Yes, it led me into being really interested in psychology, English literature, which was part of my degree. And acting and theatre, anything that seemed to shed some light or have some wisdom about this weird enigma of humans and how we can go wrong and how we can we can find our way back again. How we can be who we are without getting trapped or diverted.
That year in which you spent in the bush, were you on your own for all that time?

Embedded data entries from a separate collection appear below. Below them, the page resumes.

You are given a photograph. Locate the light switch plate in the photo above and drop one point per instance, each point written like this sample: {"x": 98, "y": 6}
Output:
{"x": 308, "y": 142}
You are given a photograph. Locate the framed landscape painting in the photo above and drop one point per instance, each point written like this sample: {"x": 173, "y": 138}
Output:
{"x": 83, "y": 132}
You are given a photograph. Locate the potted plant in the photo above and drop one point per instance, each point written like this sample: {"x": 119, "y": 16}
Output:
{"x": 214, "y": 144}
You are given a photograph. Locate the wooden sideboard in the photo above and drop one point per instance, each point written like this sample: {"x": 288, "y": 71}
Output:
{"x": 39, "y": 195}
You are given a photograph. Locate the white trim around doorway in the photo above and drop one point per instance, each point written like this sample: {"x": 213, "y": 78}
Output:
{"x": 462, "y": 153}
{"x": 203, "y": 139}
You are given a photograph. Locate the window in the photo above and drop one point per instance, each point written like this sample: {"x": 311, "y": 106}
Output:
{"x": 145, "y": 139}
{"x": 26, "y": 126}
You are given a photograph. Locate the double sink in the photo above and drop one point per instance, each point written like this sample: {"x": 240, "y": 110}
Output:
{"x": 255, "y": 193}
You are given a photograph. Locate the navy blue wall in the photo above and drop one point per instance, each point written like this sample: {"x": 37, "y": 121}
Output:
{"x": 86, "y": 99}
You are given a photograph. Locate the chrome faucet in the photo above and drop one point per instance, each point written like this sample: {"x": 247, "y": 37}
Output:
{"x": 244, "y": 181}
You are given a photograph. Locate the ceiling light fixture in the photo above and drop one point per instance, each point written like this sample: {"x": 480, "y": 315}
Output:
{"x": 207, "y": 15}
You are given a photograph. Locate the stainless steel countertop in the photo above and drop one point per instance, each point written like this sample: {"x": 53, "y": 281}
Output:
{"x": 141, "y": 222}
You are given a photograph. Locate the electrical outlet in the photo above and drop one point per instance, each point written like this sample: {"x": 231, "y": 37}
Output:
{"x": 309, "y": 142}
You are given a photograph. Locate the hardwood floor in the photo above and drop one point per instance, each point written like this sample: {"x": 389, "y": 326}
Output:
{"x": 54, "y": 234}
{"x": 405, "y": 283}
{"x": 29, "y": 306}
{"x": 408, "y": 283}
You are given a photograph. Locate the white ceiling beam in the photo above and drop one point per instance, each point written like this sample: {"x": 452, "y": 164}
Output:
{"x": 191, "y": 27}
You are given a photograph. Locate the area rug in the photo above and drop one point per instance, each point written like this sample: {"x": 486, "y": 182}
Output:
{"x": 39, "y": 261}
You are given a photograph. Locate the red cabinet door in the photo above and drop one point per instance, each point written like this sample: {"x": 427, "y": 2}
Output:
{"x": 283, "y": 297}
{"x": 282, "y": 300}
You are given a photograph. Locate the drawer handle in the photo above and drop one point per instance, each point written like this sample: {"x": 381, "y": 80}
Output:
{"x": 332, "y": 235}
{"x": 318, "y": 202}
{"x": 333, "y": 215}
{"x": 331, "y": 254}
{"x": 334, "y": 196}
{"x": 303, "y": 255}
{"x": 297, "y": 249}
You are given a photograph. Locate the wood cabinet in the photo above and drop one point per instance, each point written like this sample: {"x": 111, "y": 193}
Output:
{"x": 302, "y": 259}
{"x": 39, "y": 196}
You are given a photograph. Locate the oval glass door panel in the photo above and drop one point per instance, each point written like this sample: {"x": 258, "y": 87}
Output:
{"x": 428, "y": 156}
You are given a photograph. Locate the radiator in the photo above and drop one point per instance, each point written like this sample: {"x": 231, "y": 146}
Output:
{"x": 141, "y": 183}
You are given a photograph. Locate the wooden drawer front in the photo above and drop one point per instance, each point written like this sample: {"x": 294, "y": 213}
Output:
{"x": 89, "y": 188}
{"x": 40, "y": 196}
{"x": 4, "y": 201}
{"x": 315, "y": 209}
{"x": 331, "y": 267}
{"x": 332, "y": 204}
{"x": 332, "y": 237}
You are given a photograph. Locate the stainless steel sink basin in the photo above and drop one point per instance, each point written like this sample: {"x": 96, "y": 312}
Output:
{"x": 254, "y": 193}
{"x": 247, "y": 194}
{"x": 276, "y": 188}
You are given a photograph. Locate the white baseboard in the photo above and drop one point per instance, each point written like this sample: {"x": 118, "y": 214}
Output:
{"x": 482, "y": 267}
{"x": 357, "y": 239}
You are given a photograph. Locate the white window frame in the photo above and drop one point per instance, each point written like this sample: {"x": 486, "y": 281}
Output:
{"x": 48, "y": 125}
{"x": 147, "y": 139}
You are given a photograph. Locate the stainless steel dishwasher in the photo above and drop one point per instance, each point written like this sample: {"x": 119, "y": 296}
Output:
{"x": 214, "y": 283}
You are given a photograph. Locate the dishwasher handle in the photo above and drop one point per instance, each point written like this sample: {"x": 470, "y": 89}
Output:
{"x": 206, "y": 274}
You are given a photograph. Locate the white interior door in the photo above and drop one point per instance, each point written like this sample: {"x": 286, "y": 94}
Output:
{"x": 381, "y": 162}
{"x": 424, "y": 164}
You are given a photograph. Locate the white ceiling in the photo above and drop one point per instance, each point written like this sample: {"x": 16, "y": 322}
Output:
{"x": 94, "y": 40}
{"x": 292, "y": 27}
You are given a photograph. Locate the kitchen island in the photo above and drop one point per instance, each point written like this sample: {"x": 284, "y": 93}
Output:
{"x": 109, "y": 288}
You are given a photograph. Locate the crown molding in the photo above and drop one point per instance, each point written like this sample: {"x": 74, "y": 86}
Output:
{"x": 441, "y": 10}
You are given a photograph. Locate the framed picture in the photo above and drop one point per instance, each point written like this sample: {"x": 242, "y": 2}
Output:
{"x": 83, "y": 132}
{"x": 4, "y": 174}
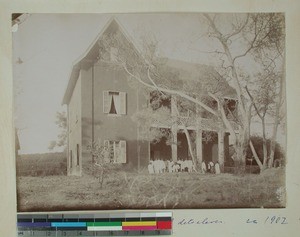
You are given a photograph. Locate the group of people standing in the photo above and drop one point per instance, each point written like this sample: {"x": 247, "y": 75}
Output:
{"x": 210, "y": 167}
{"x": 161, "y": 166}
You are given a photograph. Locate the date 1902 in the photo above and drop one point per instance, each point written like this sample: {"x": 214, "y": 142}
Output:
{"x": 279, "y": 220}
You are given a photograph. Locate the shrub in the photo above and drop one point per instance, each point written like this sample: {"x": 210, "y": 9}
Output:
{"x": 257, "y": 141}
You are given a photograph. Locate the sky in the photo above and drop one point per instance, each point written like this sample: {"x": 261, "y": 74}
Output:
{"x": 46, "y": 45}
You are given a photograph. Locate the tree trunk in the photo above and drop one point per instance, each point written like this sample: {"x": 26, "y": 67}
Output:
{"x": 276, "y": 123}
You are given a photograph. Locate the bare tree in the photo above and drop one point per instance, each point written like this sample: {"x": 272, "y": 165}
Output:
{"x": 244, "y": 35}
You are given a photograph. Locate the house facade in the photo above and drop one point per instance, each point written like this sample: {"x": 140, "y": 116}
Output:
{"x": 101, "y": 103}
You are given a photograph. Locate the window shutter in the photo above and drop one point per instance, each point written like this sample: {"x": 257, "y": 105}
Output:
{"x": 106, "y": 106}
{"x": 122, "y": 102}
{"x": 122, "y": 157}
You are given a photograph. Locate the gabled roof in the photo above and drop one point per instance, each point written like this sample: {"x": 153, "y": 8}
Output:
{"x": 91, "y": 55}
{"x": 185, "y": 70}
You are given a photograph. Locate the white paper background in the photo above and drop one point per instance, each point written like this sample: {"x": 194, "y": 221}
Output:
{"x": 235, "y": 219}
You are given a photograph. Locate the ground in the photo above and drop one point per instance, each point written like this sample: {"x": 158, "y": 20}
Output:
{"x": 125, "y": 190}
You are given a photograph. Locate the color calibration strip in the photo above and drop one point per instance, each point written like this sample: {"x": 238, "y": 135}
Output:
{"x": 100, "y": 224}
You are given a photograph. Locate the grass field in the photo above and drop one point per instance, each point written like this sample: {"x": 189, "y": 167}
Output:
{"x": 41, "y": 164}
{"x": 125, "y": 190}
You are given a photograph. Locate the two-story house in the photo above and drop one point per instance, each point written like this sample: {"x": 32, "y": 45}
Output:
{"x": 101, "y": 102}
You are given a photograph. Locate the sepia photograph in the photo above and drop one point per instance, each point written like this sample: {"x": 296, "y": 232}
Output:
{"x": 149, "y": 111}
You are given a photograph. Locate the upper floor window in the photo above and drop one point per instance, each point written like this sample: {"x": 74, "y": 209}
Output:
{"x": 114, "y": 102}
{"x": 116, "y": 151}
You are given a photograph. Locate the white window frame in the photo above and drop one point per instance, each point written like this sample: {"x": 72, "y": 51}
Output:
{"x": 122, "y": 110}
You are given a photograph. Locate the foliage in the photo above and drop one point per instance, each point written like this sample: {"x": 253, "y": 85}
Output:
{"x": 258, "y": 145}
{"x": 101, "y": 157}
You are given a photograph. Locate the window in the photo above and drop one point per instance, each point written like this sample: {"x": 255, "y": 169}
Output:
{"x": 114, "y": 102}
{"x": 117, "y": 151}
{"x": 71, "y": 159}
{"x": 158, "y": 100}
{"x": 78, "y": 154}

I was in a relationship at the start of it and that relationship failed quite quickly. For most of it I was on my own. There were times when I was going into Tom’s school to help with his workshops, but the vast majority of my days were just me waking up on my own. My commitment for that year was to follow my heart’s bliss from the Joseph Campbell quote and realising that I’d never had the freedom to do absolutely that, to do just purely that. So I got to really embrace just being a mammal. If I was hungry I’d eat, if I was tired I could sleep, and everyday I could go on adventures and learn or practice the skills of being a human in a wild environment.
I’ve read that your experience in the bush led to a radical understanding of what it means to be human.